La cuillère se dit : "Il doit y avoir un meilleur sourire." Elle demanda à la carafe d'eau. "As-tu un sourire ?" "Non, mais je connais un nuage de vapeur," répondit la carafe. La carafe souffla un petit nuage chaud. La cuillère souffla avec elle. Elles firent des nuages qui ressemblaient à des formes. "Un nuage-sourire !" chanta la cuillère. Mais le nuage disparut en chatouillant le plafond. Tout le monde rit doucement.
Partie 2
La cuillère rencontra le pot de sel. "Tu as un sourire, toi ?" "Moi ? Je garde les saveurs," dit le pot, "mais je peux faire scintiller." Le pot sauta un peu. Des paillettes de sel tombèrent et formèrent une petite ligne brillante. "C'est presque un sourire," dit la cuillère, toute contente. Elle posa la ligne brillante sur la nappe. Mais juste au moment où elle s'éloigna, un chaton curieux fit sa patte et dispersa les paillettes. La cuillère fit un petit bond. "Oh non, oh non !" dit-elle. Le chaton ronronna. "C'était pour jouer," dit-il en léchant sa patte. Tout le monde trouva ça rigolo.
La cuillère réfléchit encore. Elle prit une cuillère plus petite, une amie qui venait d'une boîte. "Viens," dit-elle, "aidons-nous." La petite couverte fit claquer sa coquille. Elles chantèrent : "Smiiiile, smiiiile." Elles essayèrent de dessiner un sourire avec deux grains de riz pour les yeux, une rondelle de citron pour la bouche. Mais le citron glissa, roulé, roulé, et alla se cacher sous une assiette. "Bonjour-dessous !" fit la voix d'en dessous. L'assiette dit : "Je garde les secrets des biscuits." La cuillère rigola. Tout le monde rigola.
Puis la cuillère eut une idée douce. Elle prit son propre reflet. Elle s'installa au bord d'un petit bol d'eau et fit une grimace gentille. Son reflet fit la grimace aussi. "Ha ! Un sourire à deux faces !" dit la cuillère. Elle inclina le bol vers la table. L'eau trembla. Le reflet sauta un peu et, comme par magie, la table reçut une petite tache brillante en forme de sourire. Pas grand, pas énorme, juste un petit arc lumineux. La cuillère sourit fort. "Regarde !" dit-elle.
Un petit oiseau en plastique posé sur la chaise applaudit avec ses ailes. Le pot de fleurs remua ses feuilles comme pour saluer. La lampe fit un clin d'oeil de lumière. La table, qui était ronde et gentille, sembla s'éclairer d'un tout petit rire. Tout le monde se sentit plus léger.
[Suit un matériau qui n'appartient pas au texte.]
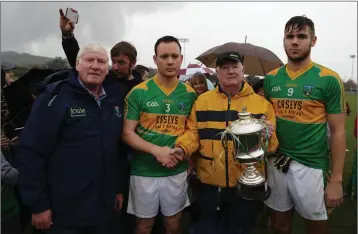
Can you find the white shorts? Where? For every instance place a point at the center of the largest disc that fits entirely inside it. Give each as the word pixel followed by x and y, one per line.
pixel 147 194
pixel 302 187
La cuillère regarda son œuvre. Ce n'était pas un sourire tracé au crayon. Ce n'était pas un grand sourire de fête. C'était un sourire de minuit, un sourire doux, un sourire qui disait : "Bonne nuit, ici tout va bien." La cuillère posa sa main — non, sa cuillerée — sur le bord de la table. Elle déposa son propre sourire, doucement, comme on dépose une lettre d'amour.
La petite cuillère se sentit fière. Elle avait fait des essais, des bêtises, des glissades, des rires, des confitures et des citrons. Elle avait demandé de l'aide et partagé des chansons. Elle avait trouvé le sourire dans un reflet, dans une tache d'eau, dans un clin d'œil. Tout fini en douceur.
La cuisine se fit calme. La carafe respira un dernier petit nuage. La tasse bâilla dans son anse. Le chaton s'enroula sur la chaise. La lampe baissa son intensité, comme une berceuse. La cuillère resta près du sourire, toute calme. Elle pensa : "J'ai déposé un sourire. Il reste là. Il fera rêver."
Les phrases devinrent plus lentes. "Bonne nuit," chuchota la cuillère. "Bonne nuit," murmurèrent les amis. Le sourire sur la table brillait un peu, juste assez pour se souvenir. La cuillère ferma ses yeux brillants. Elle inspira un souffle doux, profond. Elle expira un petit rire de contentement.
Et dans la cuisine, tout finit paisible et léger. La cuillère se sentit tranquille et très fière. Demain, elle recommencera peut-être, mais pour l'instant, elle dort avec un sourire posé sur la table.